Different methods to reduce blood loss during spinal surgery have been described already. Although the use of the harmonic scalpel (HS), an ultrasonically activated coagulator, has been described in endoscopic spinal surgery, its efficacy in posterior instrumentation of the spine remains unclear. The aim of this study was to determine if blood loss was lower using the HS than electrocauterization (EC) and to evaluate the cost effectiveness of the HS in reducing the need for transfusion in patients undergoing posterior instrumentation of the spine. The two groups were matched in a blinded manner, without knowledge of blood loss and were similar with respect to mean age, diagnosis and operation data. All instrumentations were done by the same surgeon. After matching was completed (HS group n=50, EC group n=50) blood loss and overall costs for blood products were analyzed by independent observers.

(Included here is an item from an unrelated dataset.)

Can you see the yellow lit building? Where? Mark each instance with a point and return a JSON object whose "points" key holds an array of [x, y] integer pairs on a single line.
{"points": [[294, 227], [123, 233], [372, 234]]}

The following were significantly lower with the HS than with EC: (1) blood loss (1106±985 ml vs 2176±1764 ml, P<0.001), (2) frequency of cell saver use (13 vs 28 patients, P=0.001), (3) average cost of blood products (€72 vs €219, P<0.001), (4) predonation of autologous fresh frozen plasma (2.58±2.78 vs 4.5±2.2 U, P=0.002) and red blood cells (0.38±0.75 vs 0.88±1.1 U, P=0.009). The overall costs, including the costs for the HS, remained neutral. The use of the HS in posterior spinal surgery leads to significantly lower blood loss, and less need for and cost of blood products, compared to EC in cases with major anticipated blood loss.